7 most morbid Victorian mourning traditions
Postmortem portrait of your beloved, anyone?
Wed, Oct 17 2012 at 5:59 PM
Parents pose with their deceased daughter. (Photo: Wikimedia Commons)
Halloween’s ghouls, goblins, ghosts and skeletons — we may get dark and creepy about death one day a year, but we’ve got nothing on the Victorians. While people of the 19th century were wildly repressed about many things, their comfort with death was a far cry from modern sentiments.
Nowhere is this more evident than in British mourning etiquette during the time of Queen Victoria’s reign (1837 to 1901). The death of her husband, Prince Albert, in 1861 ushered in a rigorous display of mourning that set the stage for the general culture to follow. What became customary mourning, by today’s standards, seems downright macabre and morose. So in honor of the upcoming All Hallows' Eve, when all things turn spooky and spine-chilling, here’s a look at what was once the ghoulish norm.
1. Postmortem portraits
Prior to 1839 portraits were painted, but with the invention of the daguerreotype photograph, portraiture become more affordable and accessible.
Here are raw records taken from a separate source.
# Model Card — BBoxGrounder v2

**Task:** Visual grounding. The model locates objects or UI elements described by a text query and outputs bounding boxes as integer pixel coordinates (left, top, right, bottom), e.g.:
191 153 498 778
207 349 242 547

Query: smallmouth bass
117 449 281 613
This meant that the middle class could now afford to have pictures taken to memorialize their loved ones — their dead loved ones, that is, and particularly infants and children. With the invention of the carte de visite in the middle of the century came multiple prints so that families could share pictures of their dead children with other family members and friends. Since most children would not have had their images captured prior to their untimely deaths, it makes perfect sense; although the practice would seem utterly taboo in contemporary Western culture.
2. The living dead
Since the idea of postmortem portraits was to have something to remember the deceased by, there was often staging and post-photo work done to achieve the effect of life. Bodies were posed in lifelike positions, surrounded by family, children holding favorite toys, and eyes often propped open. Sometimes, pupils were painted on in the studio and rosy cheeks were added to the image of the corpse.
3. Coal for jewelry
The material most prized to show grief was lignite, also known as jet, a fossilized form of coal. Jet is deep, dark and somber. In the first phase of mourning, jet jewelry was the only ornamentation women were allowed to wear.
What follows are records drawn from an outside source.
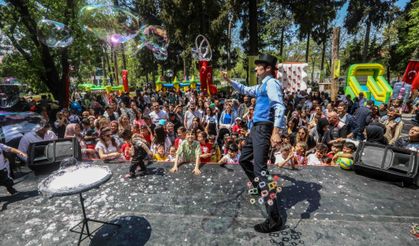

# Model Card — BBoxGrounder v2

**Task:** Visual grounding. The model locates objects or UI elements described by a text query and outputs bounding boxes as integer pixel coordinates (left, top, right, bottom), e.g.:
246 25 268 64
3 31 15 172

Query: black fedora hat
255 54 277 69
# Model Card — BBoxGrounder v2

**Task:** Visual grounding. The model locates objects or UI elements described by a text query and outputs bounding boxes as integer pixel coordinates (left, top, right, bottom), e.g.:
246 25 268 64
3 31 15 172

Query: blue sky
336 0 409 26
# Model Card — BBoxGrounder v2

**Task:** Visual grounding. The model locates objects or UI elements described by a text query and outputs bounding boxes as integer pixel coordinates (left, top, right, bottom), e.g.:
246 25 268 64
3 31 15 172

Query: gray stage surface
0 164 419 246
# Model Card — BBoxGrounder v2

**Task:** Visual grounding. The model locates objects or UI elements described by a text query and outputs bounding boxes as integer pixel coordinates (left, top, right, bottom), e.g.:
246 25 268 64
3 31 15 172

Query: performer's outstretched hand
192 168 201 175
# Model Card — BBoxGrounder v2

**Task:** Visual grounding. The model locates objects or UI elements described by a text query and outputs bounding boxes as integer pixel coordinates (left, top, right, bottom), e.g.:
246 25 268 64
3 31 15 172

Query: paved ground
0 164 419 246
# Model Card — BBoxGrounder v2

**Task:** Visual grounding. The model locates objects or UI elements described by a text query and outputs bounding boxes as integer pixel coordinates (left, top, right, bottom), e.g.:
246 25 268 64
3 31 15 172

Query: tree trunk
279 27 285 58
10 0 69 107
320 38 327 81
362 19 371 62
306 31 311 63
249 0 259 56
4. Wearing the hair of the dead
While women were only supposed to wear jet for the first stage, during the second stage of mourning one could wear a piece of jewelry if it contained, or was made of, hair. That would be human hair. That would be human hair taken from the deceased love one. Brooches, bracelets, rings, chains and buckles were all made of hair; sometimes there was just a bit enclosed in a hollow band or brooch, other times, the hair was crafted into a piece of its own.
5. Cloaked in heavy veils and bonnets
A widow was to wear a bonnet of heavy crepe and a veil to cover the face for the first three months. At the end of three months the veil was to be worn from the back of the bonnet for another nine months. Altogether, restrictive mourning dress, known as widow's weeds, was to be worn for a minimum of two years, although many widows chose to shun color forever.
6. Haunted houses
Once a member of the house died, all of the mirrors in the house were to be covered. If a mirror in the house fell and broke, it was thought that someone in the home would die soon. When someone died in the house, the clock was to be stopped at the hour of death or bad luck would ensue. When a body was removed from the house, it had to be taken head-first so that it could not beckon others to follow.
7. Saved by the bell
Calling Edgar Allen Poe. Not really a mourning tradition, but a good sign of the times: Coffin alarms. The fear of being buried alive was so severe that a device known as a coffin alarm was invented. The contraption was simply a bell attached to the headstone with a chain that connected to a ring placed on the finger of the corpse. (Gives the term "dead ringer" a whole new meaning.)